I’ve gotten better and more comfortable with regular expressions as time has passed, and sometimes I spend timing wading through google for some common regular expressions I want to put into use, because I’m sure someone has already created it. Well, this isn’t always true (or easy to find), so I decided to collect some common Regular Expressions that may benefit readers. It’s a good idea to keep two things handy if you want to play with Regular Expressions yourself:

Common Regular Expressions:

Date and Time RegEx

Time format (no seconds):
HH:MM am/pm

^([1-9]|1[012]):(0[0-9]|[1-5][0-9])\s?(am|AM|pm|PM)$

Date in mm/dd/yyyy format, with an option for m/d/yyyy (exclude zero’s)

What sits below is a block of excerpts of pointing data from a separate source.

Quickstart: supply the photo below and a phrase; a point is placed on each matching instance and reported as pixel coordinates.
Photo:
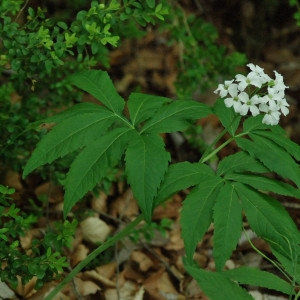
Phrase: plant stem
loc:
(206, 156)
(110, 242)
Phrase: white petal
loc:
(243, 110)
(228, 102)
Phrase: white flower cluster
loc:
(244, 94)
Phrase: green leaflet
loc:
(265, 184)
(291, 263)
(255, 123)
(176, 116)
(268, 218)
(181, 176)
(216, 286)
(142, 107)
(146, 164)
(75, 110)
(68, 136)
(282, 141)
(228, 117)
(228, 224)
(98, 84)
(272, 156)
(92, 163)
(240, 162)
(256, 277)
(197, 211)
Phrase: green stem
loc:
(211, 154)
(110, 242)
(207, 153)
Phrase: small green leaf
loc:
(228, 224)
(272, 156)
(182, 176)
(176, 116)
(197, 212)
(216, 286)
(265, 184)
(141, 106)
(98, 84)
(228, 117)
(282, 141)
(146, 164)
(92, 163)
(240, 162)
(256, 277)
(267, 218)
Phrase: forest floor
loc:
(153, 268)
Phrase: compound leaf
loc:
(228, 224)
(181, 176)
(68, 136)
(256, 277)
(228, 117)
(265, 184)
(240, 162)
(98, 84)
(272, 156)
(146, 164)
(75, 110)
(141, 106)
(92, 163)
(216, 286)
(197, 212)
(176, 116)
(282, 141)
(267, 218)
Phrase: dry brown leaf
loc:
(53, 193)
(45, 290)
(99, 203)
(26, 290)
(132, 274)
(86, 287)
(193, 291)
(143, 261)
(13, 179)
(94, 230)
(26, 240)
(79, 254)
(101, 279)
(160, 287)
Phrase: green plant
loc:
(241, 184)
(44, 262)
(37, 53)
(202, 59)
(297, 13)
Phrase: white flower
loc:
(255, 98)
(259, 72)
(234, 100)
(277, 83)
(251, 78)
(272, 114)
(272, 97)
(282, 105)
(249, 104)
(223, 89)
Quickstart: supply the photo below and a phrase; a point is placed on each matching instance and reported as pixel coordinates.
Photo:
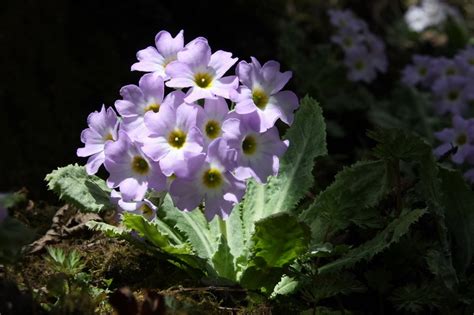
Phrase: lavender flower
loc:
(156, 60)
(199, 154)
(469, 175)
(448, 93)
(131, 170)
(360, 67)
(257, 153)
(364, 53)
(210, 119)
(202, 72)
(103, 127)
(430, 13)
(137, 101)
(212, 183)
(460, 136)
(345, 19)
(418, 72)
(143, 207)
(173, 137)
(443, 67)
(261, 93)
(348, 38)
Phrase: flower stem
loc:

^(0?[1-9]|1[012])[ \/.-](0?[1-9]|[12][0-9]|3[01])[ \/.-](19|20)\d\d$

Date in dd/mm/yyyy format, with an option for d/m/yyyy (exclude zero’s)

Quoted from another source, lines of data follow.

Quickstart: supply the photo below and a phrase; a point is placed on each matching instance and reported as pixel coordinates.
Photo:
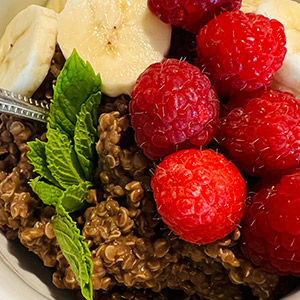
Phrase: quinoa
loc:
(135, 255)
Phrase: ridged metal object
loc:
(23, 107)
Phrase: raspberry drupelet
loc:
(199, 194)
(240, 52)
(271, 227)
(173, 107)
(264, 137)
(191, 15)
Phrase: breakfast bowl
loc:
(126, 235)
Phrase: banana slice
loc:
(250, 5)
(56, 5)
(287, 78)
(26, 49)
(120, 38)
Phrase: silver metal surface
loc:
(18, 105)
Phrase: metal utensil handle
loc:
(18, 105)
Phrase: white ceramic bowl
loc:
(22, 274)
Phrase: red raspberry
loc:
(241, 51)
(271, 227)
(199, 194)
(191, 15)
(264, 137)
(173, 107)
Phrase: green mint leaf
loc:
(37, 157)
(62, 160)
(48, 193)
(85, 134)
(74, 249)
(74, 197)
(75, 84)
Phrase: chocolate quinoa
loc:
(135, 256)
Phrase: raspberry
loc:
(199, 194)
(240, 51)
(173, 107)
(264, 137)
(271, 227)
(191, 15)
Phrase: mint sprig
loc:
(65, 162)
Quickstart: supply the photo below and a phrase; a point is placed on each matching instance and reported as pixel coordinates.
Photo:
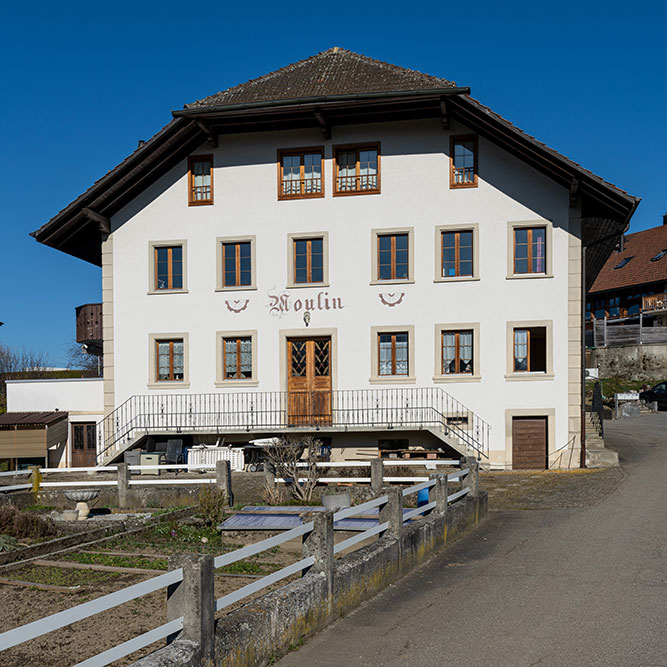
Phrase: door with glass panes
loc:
(309, 381)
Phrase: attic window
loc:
(623, 262)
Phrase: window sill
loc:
(456, 279)
(395, 379)
(302, 285)
(408, 281)
(239, 288)
(237, 383)
(457, 377)
(527, 377)
(179, 384)
(529, 276)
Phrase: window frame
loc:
(191, 160)
(547, 374)
(440, 230)
(358, 147)
(220, 241)
(453, 140)
(375, 377)
(511, 259)
(446, 327)
(152, 263)
(282, 152)
(220, 379)
(291, 259)
(375, 255)
(153, 365)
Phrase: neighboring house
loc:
(348, 248)
(627, 303)
(79, 401)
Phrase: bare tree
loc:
(285, 456)
(79, 359)
(19, 364)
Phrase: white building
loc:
(347, 247)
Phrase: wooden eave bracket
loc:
(324, 126)
(445, 114)
(211, 136)
(574, 191)
(102, 221)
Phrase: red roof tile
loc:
(642, 247)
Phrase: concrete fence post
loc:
(473, 477)
(193, 599)
(392, 512)
(439, 493)
(377, 475)
(319, 544)
(223, 479)
(123, 473)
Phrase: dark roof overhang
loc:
(79, 228)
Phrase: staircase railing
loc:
(386, 408)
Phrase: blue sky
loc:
(82, 82)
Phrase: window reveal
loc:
(393, 354)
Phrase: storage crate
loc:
(210, 455)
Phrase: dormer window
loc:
(623, 262)
(463, 161)
(200, 180)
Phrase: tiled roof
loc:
(333, 72)
(642, 247)
(9, 419)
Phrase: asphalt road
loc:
(575, 587)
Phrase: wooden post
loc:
(377, 475)
(223, 479)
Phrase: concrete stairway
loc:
(597, 455)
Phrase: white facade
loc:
(416, 197)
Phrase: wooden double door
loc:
(529, 443)
(309, 381)
(83, 444)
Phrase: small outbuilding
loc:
(32, 438)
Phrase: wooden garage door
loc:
(529, 443)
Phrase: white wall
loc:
(416, 193)
(82, 395)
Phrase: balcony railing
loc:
(277, 411)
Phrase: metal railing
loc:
(282, 411)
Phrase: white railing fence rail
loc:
(315, 553)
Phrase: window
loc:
(530, 254)
(168, 267)
(393, 354)
(530, 350)
(457, 352)
(457, 250)
(200, 180)
(308, 260)
(392, 257)
(357, 169)
(238, 358)
(463, 160)
(623, 262)
(170, 360)
(300, 173)
(237, 264)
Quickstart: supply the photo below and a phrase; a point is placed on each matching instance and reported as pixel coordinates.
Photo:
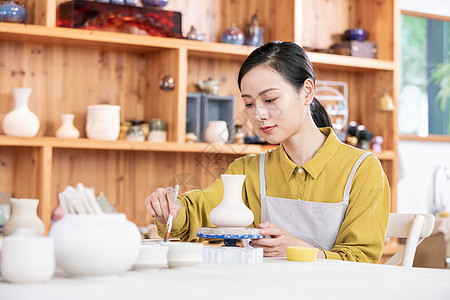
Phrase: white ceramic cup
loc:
(184, 255)
(27, 259)
(151, 257)
(103, 122)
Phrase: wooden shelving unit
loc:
(69, 69)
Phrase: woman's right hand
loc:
(161, 203)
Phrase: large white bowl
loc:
(95, 245)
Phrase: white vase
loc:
(27, 258)
(67, 129)
(24, 215)
(95, 245)
(216, 132)
(21, 121)
(232, 212)
(103, 122)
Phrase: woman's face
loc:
(275, 108)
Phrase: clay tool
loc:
(169, 221)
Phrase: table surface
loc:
(276, 278)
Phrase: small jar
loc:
(158, 131)
(135, 132)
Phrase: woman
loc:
(312, 190)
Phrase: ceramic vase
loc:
(93, 245)
(24, 215)
(21, 121)
(67, 129)
(217, 132)
(232, 212)
(103, 122)
(27, 258)
(12, 12)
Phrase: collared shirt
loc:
(321, 179)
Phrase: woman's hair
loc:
(291, 62)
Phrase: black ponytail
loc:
(291, 62)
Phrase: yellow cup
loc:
(297, 253)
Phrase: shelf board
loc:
(84, 143)
(141, 43)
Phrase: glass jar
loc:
(158, 131)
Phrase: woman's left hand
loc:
(279, 241)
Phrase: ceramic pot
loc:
(13, 12)
(216, 132)
(27, 258)
(103, 245)
(24, 215)
(231, 212)
(103, 122)
(21, 121)
(67, 129)
(184, 255)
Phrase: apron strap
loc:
(352, 174)
(262, 176)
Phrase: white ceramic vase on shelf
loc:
(232, 212)
(27, 257)
(24, 215)
(95, 245)
(21, 121)
(67, 129)
(216, 132)
(103, 122)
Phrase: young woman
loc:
(312, 190)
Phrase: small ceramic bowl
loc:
(152, 256)
(184, 255)
(355, 34)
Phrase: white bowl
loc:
(152, 256)
(103, 245)
(27, 259)
(184, 255)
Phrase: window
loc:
(424, 104)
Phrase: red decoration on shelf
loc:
(119, 18)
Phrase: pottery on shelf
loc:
(24, 215)
(103, 122)
(67, 129)
(155, 3)
(95, 245)
(231, 212)
(216, 132)
(27, 257)
(254, 33)
(184, 255)
(21, 121)
(233, 35)
(13, 12)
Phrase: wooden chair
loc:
(415, 228)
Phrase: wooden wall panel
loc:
(324, 21)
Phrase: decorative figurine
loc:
(233, 35)
(254, 33)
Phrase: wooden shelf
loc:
(140, 43)
(84, 143)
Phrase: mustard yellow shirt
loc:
(362, 232)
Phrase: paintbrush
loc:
(169, 221)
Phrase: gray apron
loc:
(316, 223)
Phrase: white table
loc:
(274, 279)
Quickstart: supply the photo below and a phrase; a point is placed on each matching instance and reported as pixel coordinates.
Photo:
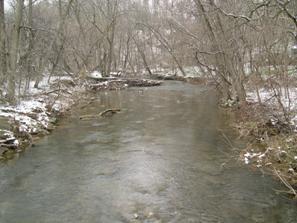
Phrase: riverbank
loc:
(37, 114)
(269, 125)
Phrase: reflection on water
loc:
(158, 160)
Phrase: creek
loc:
(163, 158)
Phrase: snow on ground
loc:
(268, 97)
(33, 115)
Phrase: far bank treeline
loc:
(232, 42)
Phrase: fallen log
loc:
(106, 113)
(109, 112)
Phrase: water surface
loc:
(163, 158)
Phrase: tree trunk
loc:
(14, 51)
(3, 62)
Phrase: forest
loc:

^(0?[1-9]|[12][0-9]|3[01])[ \/.-](0?[1-9]|1[012])[ \/.-](19|20)\d\d$

Demographics RegEx

Age in years – max 122

^([0-9]|[1-9][0-9]|[1-9][0-1][0-9]|[1-9]2[0-2])$

Height in Feet and Inches:
6’3″

^([1-8]')?\s?([1-9]|1[01])$

Contact Information RegEx

U.S. Phone Number – parenthesis, periods, dashes, underscore, and spaces are allowed:
(123)456-7890
(123) 456 – 7890
( 123 )456-7890
1234567890
123.456.7890
123-456-7890
123 456 7890

^[\(\s\._-]*\d{3}[\)\s\._-]*\d{3}[\s\._-]*\d{4}$

U.S. Zip Code – 5 or 9 digit with dash

^\d{5}([\-]\d{4}){0,1}$

Email Address – (use preg_match) credit goes to fightingforalostcause.net

/^[-_a-z0-9\'+*$^&%=~!?{}]++(?:\.[-_a-z0-9\'+*$^&%=~!?{}]+)*+@(?:(?![-.])[-a-z0-9.]+(?

Currency RegEx

Currency – U.S. Dollars and Cents with commas for multiple’s of 1000 and a period for the decimal:
$12,000.23

^\$?([1-9]{1}[0-9]{0,2}(\,[0-9]{3})*(\.[0-9]{0,2})?|[1-9]{1}[0-9]{0,} (\.[0-9]{0,2})?|0(\.[0-9]{0,2})?|(\.[0-9]{1,2})?)$

Currency – British Pounds with commas for multiple’s of 1000 and a period for the decimal:
£12,000.23

^\u00A3?([1-9]{1}[0-9]{0,2}(\,[0-9]{3})*(\.[0-9]{0,2})?|[1-9]{1}[0-9]{0,} (\.[0-9]{0,2})?|0(\.[0-9]{0,2})?|(\.[0-9]{1,2})?)$

Currency – Euros with periods for multiple’s of 1000 and a comma for the decimal:
€12.000,23

^\u20AC?([1-9]{1}[0-9]{0,2}(\.[0-9]{3})*(\,[0-9]{0,2})?|[1-9]{1}[0-9]{0,} (\,[0-9]{0,2})?|0(\,[0-9]{0,2})?|(\,[0-9]{1,2})?)$

Currency – Euros, French style, with spaces for multiple’s of 1000 and a comma for the decimal:
€12 000,23

^\u20AC?([1-9]{1}[0-9]{0,2}(\s[0-9]{3})*(\,[0-9]{0,2})?|[1-9]{1}[0-9]{0,} (\,[0-9]{0,2})?|0(\,[0-9]{0,2})?|(\,[0-9]{1,2})?)$

Testing Regular Expressions with Color Highlighting

Discovered a great website today while working on a complex Regular Expression: RegExPal.com. The site provides color code highlighting for RegEx syntax, including real-time evaluation of test data. If you, for instance, forget to include a closing or opening parenthesis for a group inside the regular expression, the orphaned parenthesis will be highlighted in red for easy identification of the error.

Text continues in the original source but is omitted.